Got a survey today. Gives me a hint what Amazon expects for Alexa. Well it's very basic. It seems concerned attracting developers concerned about cost, where severs run, monetizing. But I think I'm not alone in saying I have no skill because it's too simplistic right now. I need long running requests (or push) and cards with links or direct deep linking to a browser. Echo can be a good starting point for an ecommerce app, but there is no path to conversion. That stub hub app can tell you what's playing but it can't really do a long search for seats and deep link to a purchase page. So I'm waiting. Wondering who else is?
Yup. I gave them an earful on the survey. If they just read the forum, they would have had a pretty good idea already. But now they have a survey where they can "analyze" the results. I did a blog entry noting a lot of points where I find their support of business partners lacking, but wrap it up with the explanation that they have adopted the business model of a "service provider". I.e. we're not partners, we're subscribers.

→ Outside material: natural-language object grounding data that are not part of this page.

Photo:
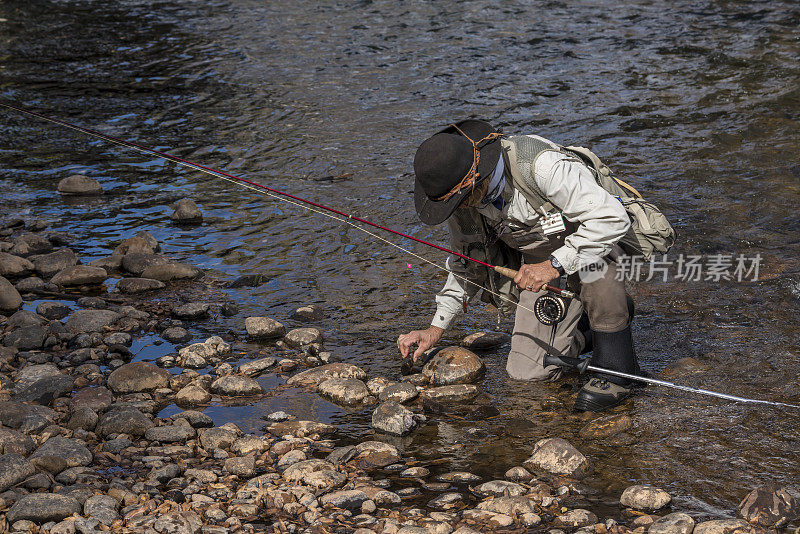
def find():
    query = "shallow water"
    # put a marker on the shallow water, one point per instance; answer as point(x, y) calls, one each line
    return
point(697, 103)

Minimally Amazon should enhance support for a formal grammar (with RegEx), IPA, Unicode. I'm surprised this wasn't in the first release. I assume Amazon will soon have to compete against intent APIs from Apple, Google and Microsoft. I don't see that Amazon is in a position to do that.
IPA and Unicode... that would be easy and awesome. RegEx... not going to happen. There is a common misunderstanding that Alexa's linguistic analysis starts with language recognition (converting sounds into words) and then matching those words against utterances. In that scenario, sure, it would be trivial to add in RexEx utterances. But if that is how they did it, the most error prone part of the analysis (converting sounds) would be operating only guided by what is generically true for English. If there were two possible interpretations that had a close confidence level, it would just pick the one with the higher confidence, no matter how close. It is standard practice, in both voice recognition and machine translation, to improve quality by restricting vocabulary. That way, when it builds its tree of interpretations, it can compare that against what has been declared to be the most common use cases, and make its selection against that. For examples, it might hear something that sounds more like "fishwife" than "fish knife", but if "fish knife" is in the set of utterances, then it knows that is the better interpretations. With that method, you really can't do regular expressions. At least not without shooting the complexity and compute time through the roof.
RegEx not in the sense of programming but a notation to facilitate the generation of static utterances. If you are going to have static utterances, you absolutely need a grammar notation that offers a way to express alternate forms, grouping, and repetition counts. This should have been implemented on release.